Wednesday, September 11, 2013

On the Road by Jack Kerouac #review

Title: On the Road
Author: Jack Kerouac
Publisher: Penguin Books, 2012

On the Road is one of those books people either love or hate – I very much fall into the love camp on this one. I can’t think of any better way to get into the Beat Generation writers than starting with this slim volume. Jack Kerouac based the novel on experiences he shared with his friends while they embarked on epic road trips across the US. Though all the characters are fictionalised, it’s easy to make the connections. Dean Moriarty is Neal Cassady, Bull Lee is William Burroughs, and Sal Paradise is Jack Kerouac… and so on.

If anyone has a passing familiarity with the Beat Generation, then the varied cast that crops up in On the Road will be old friends. Only, now the dynamics of their relationships are brought to life in a haze of liquor, wild jazz, marijuana smoke, fast cars and tender affection.

Primary to On the Road is the relationship between Sal and Dean. They exist as polar opposites of each other. Plainly put, Dean is a womanising hedonist, who lives completely in the moment, while Sal hero-worships the man. I gain the impression that this was a situation of mutual fascination – each possessed qualities the other admired. Charismatic Dean is impulsive, while Sal is a sensitive, somewhat retiring sort. The two complement each other as they embark on their brave misadventures together.

I admit I wanted to throttle Dean on more than one occasion. Some story arcs, such as Dean’s atrocious driving and what he did to cars, made me cringe and laugh out loud, yet at the same time I couldn’t quite shake my growing sense of sadness at Dean’s eventual outcome. The way Sal frames him in the narrative, it is clear that his friend is a star that burns quickly and brightly, while his own journey, though no less complicated, will eventually lead him down another path.

Throughout On the Road, I am struck by the sense of the ephemeral, transient nature of life, and how the more we quest after those defined moments of awareness, the more we are aware of the impermanence of experience.

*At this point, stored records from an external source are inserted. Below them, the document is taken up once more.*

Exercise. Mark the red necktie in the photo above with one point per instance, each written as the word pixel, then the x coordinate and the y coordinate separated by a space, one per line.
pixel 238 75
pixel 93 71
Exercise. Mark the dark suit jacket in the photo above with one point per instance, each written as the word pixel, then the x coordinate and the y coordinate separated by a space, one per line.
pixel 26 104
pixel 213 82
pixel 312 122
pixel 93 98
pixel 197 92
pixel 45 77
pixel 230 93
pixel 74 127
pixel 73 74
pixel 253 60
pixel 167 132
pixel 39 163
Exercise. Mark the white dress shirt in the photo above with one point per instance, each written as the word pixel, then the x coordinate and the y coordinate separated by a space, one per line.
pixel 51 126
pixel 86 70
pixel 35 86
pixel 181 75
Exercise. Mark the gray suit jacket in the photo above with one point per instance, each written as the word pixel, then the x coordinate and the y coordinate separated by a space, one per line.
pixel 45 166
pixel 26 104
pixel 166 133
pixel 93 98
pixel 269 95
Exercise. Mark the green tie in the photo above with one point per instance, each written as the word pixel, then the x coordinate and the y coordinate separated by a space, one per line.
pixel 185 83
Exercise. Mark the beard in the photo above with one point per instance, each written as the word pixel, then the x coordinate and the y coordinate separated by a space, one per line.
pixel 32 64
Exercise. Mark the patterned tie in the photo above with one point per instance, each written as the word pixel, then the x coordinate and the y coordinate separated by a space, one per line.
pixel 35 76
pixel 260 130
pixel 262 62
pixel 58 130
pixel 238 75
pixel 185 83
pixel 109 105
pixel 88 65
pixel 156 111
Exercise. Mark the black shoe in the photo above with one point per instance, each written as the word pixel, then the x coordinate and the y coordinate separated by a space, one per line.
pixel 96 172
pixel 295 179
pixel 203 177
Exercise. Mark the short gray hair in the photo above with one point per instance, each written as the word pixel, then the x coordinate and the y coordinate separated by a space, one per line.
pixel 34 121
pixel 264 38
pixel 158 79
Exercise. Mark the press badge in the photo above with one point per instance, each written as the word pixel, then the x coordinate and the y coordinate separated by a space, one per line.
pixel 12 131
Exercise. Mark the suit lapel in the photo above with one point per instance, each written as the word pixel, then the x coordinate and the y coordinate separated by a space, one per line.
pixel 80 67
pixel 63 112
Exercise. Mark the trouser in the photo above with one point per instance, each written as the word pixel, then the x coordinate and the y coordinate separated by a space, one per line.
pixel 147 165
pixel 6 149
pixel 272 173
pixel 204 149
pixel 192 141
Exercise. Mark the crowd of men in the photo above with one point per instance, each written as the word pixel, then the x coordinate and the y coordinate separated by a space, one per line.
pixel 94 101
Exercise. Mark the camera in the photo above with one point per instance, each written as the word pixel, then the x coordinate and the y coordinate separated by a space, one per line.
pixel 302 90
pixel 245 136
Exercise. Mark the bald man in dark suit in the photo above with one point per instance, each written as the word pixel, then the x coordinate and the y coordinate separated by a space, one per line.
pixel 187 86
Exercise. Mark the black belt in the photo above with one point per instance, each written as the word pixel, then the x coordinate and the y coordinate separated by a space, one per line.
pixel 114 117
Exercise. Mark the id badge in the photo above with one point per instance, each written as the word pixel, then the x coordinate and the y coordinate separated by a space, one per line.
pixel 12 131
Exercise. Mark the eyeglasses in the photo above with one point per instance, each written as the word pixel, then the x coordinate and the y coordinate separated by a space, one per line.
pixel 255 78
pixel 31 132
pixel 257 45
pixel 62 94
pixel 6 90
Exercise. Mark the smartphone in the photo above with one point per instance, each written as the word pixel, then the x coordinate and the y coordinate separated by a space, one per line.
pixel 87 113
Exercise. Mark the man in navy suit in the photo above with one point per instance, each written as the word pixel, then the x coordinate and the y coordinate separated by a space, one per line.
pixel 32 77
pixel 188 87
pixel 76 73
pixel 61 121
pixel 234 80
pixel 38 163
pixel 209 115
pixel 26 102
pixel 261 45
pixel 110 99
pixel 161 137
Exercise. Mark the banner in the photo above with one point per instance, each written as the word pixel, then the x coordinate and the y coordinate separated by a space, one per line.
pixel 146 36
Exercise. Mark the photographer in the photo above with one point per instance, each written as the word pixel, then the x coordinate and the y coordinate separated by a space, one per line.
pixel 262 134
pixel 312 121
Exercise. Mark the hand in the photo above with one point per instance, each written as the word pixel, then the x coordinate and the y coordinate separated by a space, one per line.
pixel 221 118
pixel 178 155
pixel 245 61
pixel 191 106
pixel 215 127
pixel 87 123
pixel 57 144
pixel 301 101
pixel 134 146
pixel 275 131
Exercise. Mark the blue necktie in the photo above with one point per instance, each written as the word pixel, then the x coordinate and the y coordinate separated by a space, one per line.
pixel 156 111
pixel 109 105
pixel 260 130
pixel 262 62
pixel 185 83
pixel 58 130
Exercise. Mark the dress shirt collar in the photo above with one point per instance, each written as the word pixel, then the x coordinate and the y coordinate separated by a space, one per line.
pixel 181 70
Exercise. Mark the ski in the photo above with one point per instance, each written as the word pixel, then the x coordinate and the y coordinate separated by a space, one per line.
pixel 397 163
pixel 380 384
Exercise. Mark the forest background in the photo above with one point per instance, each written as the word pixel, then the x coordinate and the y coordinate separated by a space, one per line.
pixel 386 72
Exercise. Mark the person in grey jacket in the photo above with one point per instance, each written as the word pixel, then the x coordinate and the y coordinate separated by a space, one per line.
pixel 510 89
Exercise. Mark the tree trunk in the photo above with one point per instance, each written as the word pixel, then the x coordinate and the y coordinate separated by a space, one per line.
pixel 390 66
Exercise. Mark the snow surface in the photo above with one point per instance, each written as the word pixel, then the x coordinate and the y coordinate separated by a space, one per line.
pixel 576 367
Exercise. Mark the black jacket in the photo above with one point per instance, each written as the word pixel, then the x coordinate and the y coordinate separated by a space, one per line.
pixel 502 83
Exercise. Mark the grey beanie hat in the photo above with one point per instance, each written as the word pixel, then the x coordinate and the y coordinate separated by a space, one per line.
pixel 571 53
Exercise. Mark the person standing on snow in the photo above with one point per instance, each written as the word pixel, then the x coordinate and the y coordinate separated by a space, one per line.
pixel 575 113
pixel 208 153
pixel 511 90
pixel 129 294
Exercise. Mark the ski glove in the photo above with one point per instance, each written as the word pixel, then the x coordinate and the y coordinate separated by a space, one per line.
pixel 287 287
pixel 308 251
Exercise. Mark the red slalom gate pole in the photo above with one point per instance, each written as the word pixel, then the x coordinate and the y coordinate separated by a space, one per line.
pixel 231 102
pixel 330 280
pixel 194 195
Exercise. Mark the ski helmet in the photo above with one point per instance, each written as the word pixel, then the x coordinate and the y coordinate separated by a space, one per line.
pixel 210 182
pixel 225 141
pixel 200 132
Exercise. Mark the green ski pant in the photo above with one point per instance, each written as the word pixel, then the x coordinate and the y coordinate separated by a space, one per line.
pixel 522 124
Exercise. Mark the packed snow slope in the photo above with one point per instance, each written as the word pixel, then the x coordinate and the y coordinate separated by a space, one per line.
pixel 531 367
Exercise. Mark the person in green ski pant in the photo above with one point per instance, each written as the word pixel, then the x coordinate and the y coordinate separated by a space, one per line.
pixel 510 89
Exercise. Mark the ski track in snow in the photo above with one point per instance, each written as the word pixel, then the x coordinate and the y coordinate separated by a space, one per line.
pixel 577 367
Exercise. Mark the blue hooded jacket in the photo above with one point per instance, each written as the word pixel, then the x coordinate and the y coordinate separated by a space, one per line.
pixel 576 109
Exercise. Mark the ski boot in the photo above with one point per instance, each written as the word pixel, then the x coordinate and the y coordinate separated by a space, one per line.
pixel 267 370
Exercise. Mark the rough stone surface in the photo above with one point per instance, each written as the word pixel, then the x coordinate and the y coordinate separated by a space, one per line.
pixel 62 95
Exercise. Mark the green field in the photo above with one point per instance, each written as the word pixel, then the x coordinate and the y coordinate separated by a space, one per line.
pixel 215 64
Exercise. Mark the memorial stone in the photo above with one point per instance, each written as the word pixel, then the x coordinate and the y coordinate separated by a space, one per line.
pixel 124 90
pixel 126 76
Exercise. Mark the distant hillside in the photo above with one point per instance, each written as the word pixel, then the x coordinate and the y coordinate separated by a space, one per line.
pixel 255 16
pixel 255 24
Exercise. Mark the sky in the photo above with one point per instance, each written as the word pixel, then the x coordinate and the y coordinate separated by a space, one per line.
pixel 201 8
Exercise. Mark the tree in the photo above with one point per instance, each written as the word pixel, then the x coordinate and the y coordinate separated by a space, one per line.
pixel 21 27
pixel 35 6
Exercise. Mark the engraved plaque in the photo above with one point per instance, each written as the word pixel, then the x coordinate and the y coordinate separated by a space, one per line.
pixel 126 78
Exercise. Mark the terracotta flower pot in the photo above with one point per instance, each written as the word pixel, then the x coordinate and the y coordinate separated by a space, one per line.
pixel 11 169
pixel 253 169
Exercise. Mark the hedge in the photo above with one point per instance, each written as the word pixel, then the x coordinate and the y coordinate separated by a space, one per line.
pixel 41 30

The question is, do we grasp every maximum moment, or do we err on the side of caution and conformity? How do we define ourselves in a world that is hostile to individuality? On the Road offers a glimpse back to an era when the concept of the nonconformist was as yet unexplored and brings to life a sheer, manic exuberance and passion for living and, much like life, there is no tidy ending.